To be sure, some 60 percent of Belarusians supported Russia’s Anschluss of Crimea, he continues;” but polls show that “only three percent” of Belarusians want their country to cease its existence by being absorbed by Russia and 25 percent are ready to take up arms to defend the independence of Belarus. If Russia didn’t control the media, that figure would be higher.
And in fact, Russians don’t believe what they say about how pro-Russian Belarus is. Many complained when Belarusians did not come out in droves to defend the Regnum journalists who were charged with promoting Russian interests at the expense of Belarusian ones. A few did but not the masses Moscow expected.
To be sure, Kvyatkovsky says, no one who loves Belarus should rest easy. “People without principles or with uncertain positions always force one to remain prepared. You never know where and in result of what the compass needle will shift. But no one should be exaggerating ‘the pro-Russian nature’ of [Belarusians].”
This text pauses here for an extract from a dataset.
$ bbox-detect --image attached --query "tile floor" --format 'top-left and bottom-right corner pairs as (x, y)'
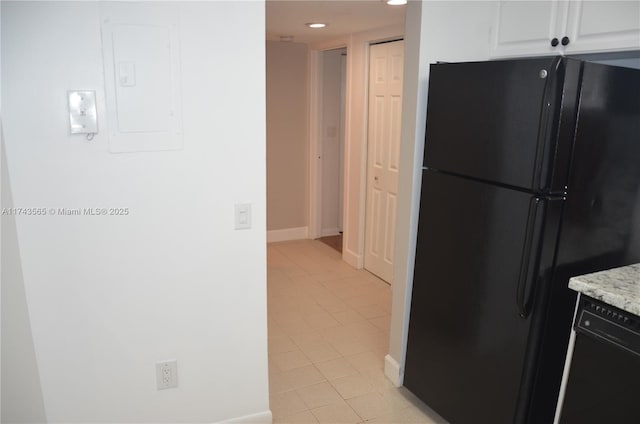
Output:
(267, 240), (446, 424)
For the second weekend in a row, Belarusians did come out in large numbers to voice their opposition to greater “integration” with Russia. But those who did so also were protesting against the Lukashenka regime whose behavior has allowed Moscow to achieve as much control over Belarus as it has (charter97.org/ru/news/2019/12/21/359754/).
As one Belarusian woman taking part in the demonstration this weekend said, “the Lukashenka dictatorship is guilty” of the country’s problems, and “therefore I came out not only to show my opposition to union with Russia but to the dictatorship. This regime must be changed.”
She was carrying the red and white national flag, not Lukashenka’s neo-Soviet one.